Many people from Segovia know this building as the “Convento de las Oblatas”. The reason for this is the Oblate Sisters were the last religious group to inhabit this unique space. They did so until 1996, educating the girls sent to them from the juvenile courts. In 1996, they left the convent, which changed hands to a company that transformed it into a luxury hotel, and the first five-star accommodation establishment in Segovia.
Before the Oblate Sisters arrived, the ecclesiastical confiscations of Mendizábal saw the convent turned into a military headquarters and an artillery school until 1929. Back in 1637 when it was first built, the founders of this monumental construction were 120 Capuchin monks - followers of Saint Francis of Assisi - whose masters included Antonio de Contreras, González Bernardo de Quirós and his wife, María de Amezqueta y Guzmán.

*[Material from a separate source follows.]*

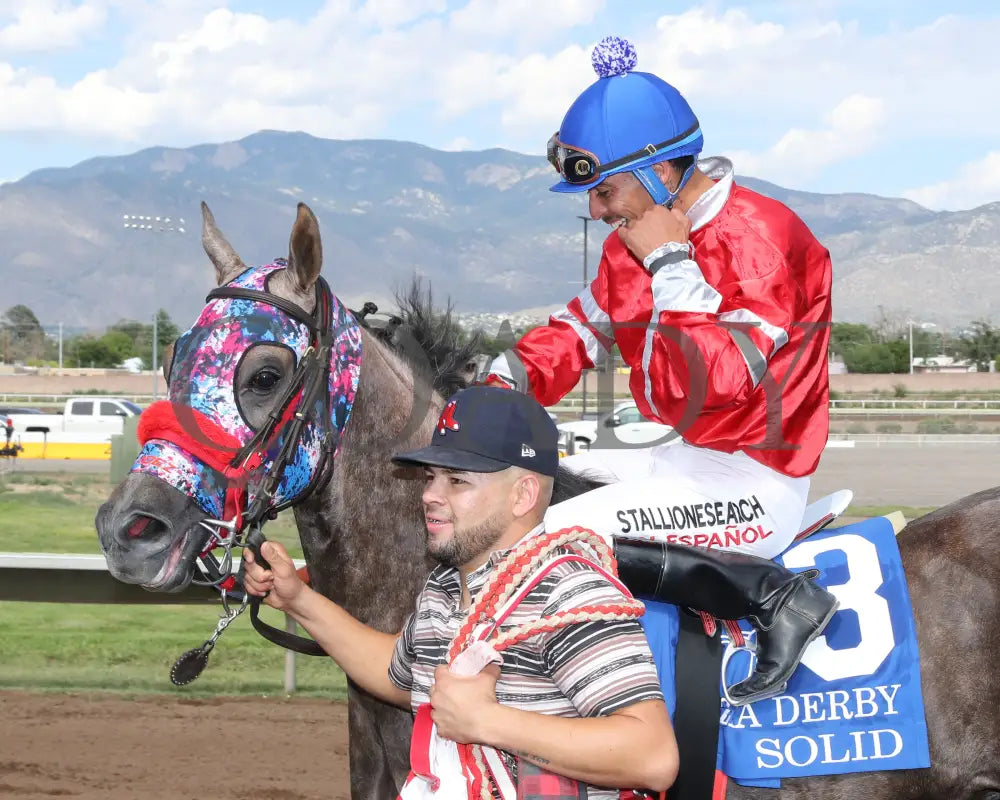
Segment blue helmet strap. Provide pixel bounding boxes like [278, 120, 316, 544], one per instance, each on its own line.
[633, 162, 697, 209]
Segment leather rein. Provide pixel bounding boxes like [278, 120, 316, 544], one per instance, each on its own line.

Like good ascetics, the monks from the Order of Friars Minor Capuchin chose a location with beautiful views of the Eresma Valley. Surrounded by palaces, Romanesque churches and other religious convents, they lived in a building that consisted of a church, convent and residence. As was traditional in Segovian constructions in the 17th century, these formed an austere Baroque ensemble with walls constructed using limestone and reinforced with ashlar in the corners.
The constructions were arranged around the single-nave, barrel-vaulted church and the old cloisters facing east. The façade of the Plaza de Capuchinos was then partly recessed with granite lintels and crowned by a triangular pediment and oculus on its tympanum. The upper body has a niche with an image of Bonaventure topped with a curved pediment. Above this, there is a porthole, and to the left and right are the crests of the temple's founders in marble.
Situated in the historic centre of Segovia, at Plazuela Capuchinos, no. 2, next to the Academia de San Quirce, the present-day Hotel Aurea Convento Capuchinos 5* has preserved its original façade. Inside, the church has been converted into a restaurant and the other two areas have been transformed into bedrooms and communal facilities in the hotel.
The old vegetable patch is today a fabulous garden with expansive terraces and wonderful views of the Eresma River and the Alameda, making this one of the largest estates inside Segovia's walled old town.